US20050060156A1

US20050060156A1 - Speech synthesis

Info

Publication number: US20050060156A1
Application number: US10/914,583
Authority: US
Inventors: Gerald Corrigan; Steven Albrecht
Original assignee: Motorola Inc
Current assignee: Google Technology Holdings LLC
Priority date: 2003-09-17
Filing date: 2004-08-09
Publication date: 2005-03-17
Also published as: EP1665229A4; WO2005036524A3; EP1665229A2; ATE443908T1; DE602004023309D1; EP1665229B1; WO2005036524A2

Abstract

In a speech synthesis technique used in a network (110, 115), a set of text words is accepted by a speech engine software function (210) in a client device (105). From the set of text words, an invalid subset of text words is determined for which the text words are not in a word synthesis dictionary of the client device. The invalid subset of text words is transmitted over the network to a server device (120), which generates a set of word pronunciations including at least a portion of the text words of the invalid subset of text words and pronunciations associated with each of the text words. The client device uses the pronunciations for speech synthesis and may store them in a local word synthesis dictionary (220) stored in a memory (150) of the client device.

Description

BACKGROUND

Speech synthesis, or text-to-speech (TTS) conversion, requires that pronunciations be determined for each word in the text. The process controlling the conversion, known as a speech engine, typically has access to one or more pronunciation dictionaries, or lexical files, that store pronunciations of text words that are expected to be processed by the speech engine. For example, one pronunciation dictionary may be a dictionary of common words and another pronunciation dictionary may be provided to the search engine by a particular software application for words that are unique to the application, while the application is running. However, it can be expected that some words are not in a given set of pronunciation dictionaries, so methods are also included in the speech engine for generating pronunciations for unknown words without using a pronunciation dictionary. These methods are error-prone.
TTS is a highly desirable feature in many situations, of which two examples are when a cellular telephone is being used by a driver, and when a cellular phone is used by a sight impaired person. Thus, TTS is valuable in electronic devices having limited resources, so there is a challenge to minimize the size of pronunciation dictionaries used in such resource limited devices, while at the same time minimizing pronunciation errors for unknown words.
The two examples described above are situations of a client device (a cellular telephone) that are typically operated in a radio communication system, by which the client devices can be connected to the world-wide-web. The world-wide-web consortium (W3C) is developing a standard for pronunciation dictionaries for speech applications written using such tools as VoiceXML (located at URL www.w3.org/TR/lexicon-reqs).
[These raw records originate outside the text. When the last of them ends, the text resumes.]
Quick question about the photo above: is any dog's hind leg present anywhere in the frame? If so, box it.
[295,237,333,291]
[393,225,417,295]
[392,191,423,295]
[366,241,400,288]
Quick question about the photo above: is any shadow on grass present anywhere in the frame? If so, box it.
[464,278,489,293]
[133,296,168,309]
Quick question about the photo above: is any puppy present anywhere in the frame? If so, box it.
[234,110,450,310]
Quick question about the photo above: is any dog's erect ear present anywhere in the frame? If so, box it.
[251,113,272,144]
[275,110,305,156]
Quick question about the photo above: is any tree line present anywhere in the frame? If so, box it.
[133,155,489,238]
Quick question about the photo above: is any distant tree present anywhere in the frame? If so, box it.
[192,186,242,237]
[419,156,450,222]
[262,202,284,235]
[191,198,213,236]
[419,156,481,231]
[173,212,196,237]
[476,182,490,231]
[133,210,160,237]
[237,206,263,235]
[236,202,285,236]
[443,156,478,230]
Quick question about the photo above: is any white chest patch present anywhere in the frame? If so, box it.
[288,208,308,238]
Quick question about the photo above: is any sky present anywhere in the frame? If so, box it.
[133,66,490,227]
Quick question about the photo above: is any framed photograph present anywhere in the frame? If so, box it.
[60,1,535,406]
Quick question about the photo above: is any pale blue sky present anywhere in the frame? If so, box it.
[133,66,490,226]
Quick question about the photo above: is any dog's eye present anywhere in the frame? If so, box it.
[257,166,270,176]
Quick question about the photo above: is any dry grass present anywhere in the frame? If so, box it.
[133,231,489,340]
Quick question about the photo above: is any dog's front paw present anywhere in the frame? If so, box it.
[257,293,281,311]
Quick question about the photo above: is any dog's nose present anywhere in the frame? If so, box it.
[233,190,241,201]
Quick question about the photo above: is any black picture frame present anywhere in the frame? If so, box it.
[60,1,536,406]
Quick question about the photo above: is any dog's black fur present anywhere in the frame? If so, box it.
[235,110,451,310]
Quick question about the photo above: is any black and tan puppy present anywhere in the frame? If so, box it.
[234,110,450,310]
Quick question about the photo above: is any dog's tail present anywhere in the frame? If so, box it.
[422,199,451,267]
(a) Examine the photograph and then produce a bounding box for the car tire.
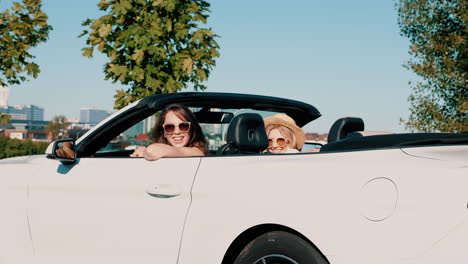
[233,231,327,264]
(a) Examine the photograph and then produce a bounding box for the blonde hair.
[266,124,298,150]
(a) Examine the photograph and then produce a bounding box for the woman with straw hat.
[263,113,306,153]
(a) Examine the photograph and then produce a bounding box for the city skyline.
[1,86,111,121]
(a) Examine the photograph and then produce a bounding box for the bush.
[0,136,49,159]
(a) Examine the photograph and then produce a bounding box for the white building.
[0,86,9,108]
[80,108,110,124]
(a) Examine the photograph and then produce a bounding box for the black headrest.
[328,117,364,143]
[226,113,269,153]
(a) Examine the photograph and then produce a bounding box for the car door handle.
[145,184,182,198]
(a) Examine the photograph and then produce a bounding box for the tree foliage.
[0,0,52,87]
[0,112,11,125]
[0,135,49,159]
[46,115,70,140]
[80,0,220,109]
[397,0,467,132]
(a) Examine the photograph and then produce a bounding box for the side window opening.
[94,107,304,157]
[95,115,156,156]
BRIEF DESCRIPTION OF THE DRAWINGS

The present invention is illustrated by way of example and not limitation in the accompanying figures, in which like references indicate similar elements, and in which:
FIG. 1 is an electrical block diagram that shows a communication system that includes a client device in accordance with an embodiment of the present invention.
FIG. 2 is a software block diagram that shows a programming model of the client device of FIG. 1.
FIG. 3 is a flow chart of a method of speech synthesis method used in the communication system of FIG. 1.
Skilled artisans will appreciate that elements in the figures are illustrated for simplicity and clarity and have not necessarily been drawn to scale. For example, the dimensions of some of the elements in the figures may be exaggerated relative to other elements to help to improve understanding of embodiments of the present invention.
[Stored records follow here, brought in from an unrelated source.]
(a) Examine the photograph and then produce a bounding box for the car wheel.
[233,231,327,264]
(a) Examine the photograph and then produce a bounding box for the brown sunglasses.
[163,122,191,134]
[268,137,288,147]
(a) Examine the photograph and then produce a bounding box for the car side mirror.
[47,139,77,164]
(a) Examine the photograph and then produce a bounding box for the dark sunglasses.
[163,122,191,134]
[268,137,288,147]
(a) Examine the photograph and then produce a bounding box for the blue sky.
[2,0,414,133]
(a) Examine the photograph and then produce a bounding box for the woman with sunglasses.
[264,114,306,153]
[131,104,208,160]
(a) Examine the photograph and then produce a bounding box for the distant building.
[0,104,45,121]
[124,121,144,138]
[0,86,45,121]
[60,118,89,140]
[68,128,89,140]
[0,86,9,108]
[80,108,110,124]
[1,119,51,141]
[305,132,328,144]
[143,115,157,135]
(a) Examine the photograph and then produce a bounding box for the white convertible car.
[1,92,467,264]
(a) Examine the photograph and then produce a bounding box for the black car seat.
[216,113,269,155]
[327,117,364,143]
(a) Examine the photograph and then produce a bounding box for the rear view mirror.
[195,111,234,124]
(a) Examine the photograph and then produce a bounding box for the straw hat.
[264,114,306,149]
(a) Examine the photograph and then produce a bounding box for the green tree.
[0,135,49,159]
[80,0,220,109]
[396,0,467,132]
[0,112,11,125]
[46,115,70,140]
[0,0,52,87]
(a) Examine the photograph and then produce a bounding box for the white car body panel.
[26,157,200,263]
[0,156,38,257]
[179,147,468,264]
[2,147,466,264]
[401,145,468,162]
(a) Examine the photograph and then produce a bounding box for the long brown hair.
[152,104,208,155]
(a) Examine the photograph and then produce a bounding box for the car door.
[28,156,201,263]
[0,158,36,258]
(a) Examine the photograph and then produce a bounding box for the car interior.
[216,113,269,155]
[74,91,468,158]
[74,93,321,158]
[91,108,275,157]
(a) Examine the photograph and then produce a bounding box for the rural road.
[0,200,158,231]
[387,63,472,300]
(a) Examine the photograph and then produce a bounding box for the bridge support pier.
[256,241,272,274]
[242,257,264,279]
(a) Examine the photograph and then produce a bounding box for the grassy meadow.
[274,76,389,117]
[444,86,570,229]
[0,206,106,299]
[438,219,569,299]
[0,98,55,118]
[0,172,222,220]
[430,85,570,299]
DETAILED DESCRIPTION OF THE DRAWINGS

Before describing in detail the text to speech (TTS) conversion techniques in accordance with the present invention, it should be observed that the present invention resides primarily in combinations of method steps and apparatus components related to TTS conversion. Accordingly, the apparatus components and method steps have been represented where appropriate by conventional symbols in the drawings, showing only those specific details that are pertinent to understanding the present invention so as not to obscure the disclosure with details that will be readily apparent to those of ordinary skill in the art having the benefit of the description herein.
Referring to FIG. 1, an electrical block diagram of a communication system 100 is shown, in accordance with an embodiment of the present invention. The communication system 100 comprises a first device 105 that is a client device in the communication system 100, such as a personal communication device, of which one example is a cellular telephone. The client device 105 is coupled to a radio communication network 110, which in turn is coupled to the world-wide-web 115, which of course is an information network that primarily uses wired and optical connections, but may include some radio connections. A second device 120 that is a server device is also coupled to the world-wide-web 115.
The client device 105 comprises a processor 155 that is coupled to a memory 150, a speaker 160, a network interface 165, and a user interface 170. The processor 155 may be a microprocessor, a digital signal processor, or any other processor appropriate for use in the client device 105. The memory 150 stores program instructions that control the operation of the processor 155, and may use conventional instructions to do so, in a manner that provides a plurality of largely independent functions. Some of the functions are those typically classified as applications. Many of the functions may be conventional, but certain of them described herein are unique at least in some aspects. The memory 150 also stores information of temporary, short lived, and long lived duration, such as cache memory and tables. Thus memory 150 may comprise storage devices of differing hardware types, such as Random Access Memory, Programmable Read Only Memory, Flash memory, etc. The speaker 160 may be a speaker as is found in conventional client devices such as cellular telephones. The network interface 165 may be a radio transceiver as found in a cellular telephone, or when the client device is, for example, a Bluetooth connected device, the network interface would be a Bluetooth transceiver. The network interface 165 could alternatively be a wireline interface for a client device that operates via a personal area network to a client device (not shown) that is connected by a radio network 110 to the world-wide-web, or could alternatively be a wireline interface for a client device that is connected directly to the world-wide-web 115. The world-wide-web 115 could alternatively be a sizable private network, such as a corporate network supporting several thousand users in a local area. The user interface 170 may be a small or large display and a small or large keyboard. The server device 120 is preferably a device with substantial memory capacity in relationship to the client device 105. For example, the server typically will have a large hard drive or drives (for example, 20 gigabytes of storage).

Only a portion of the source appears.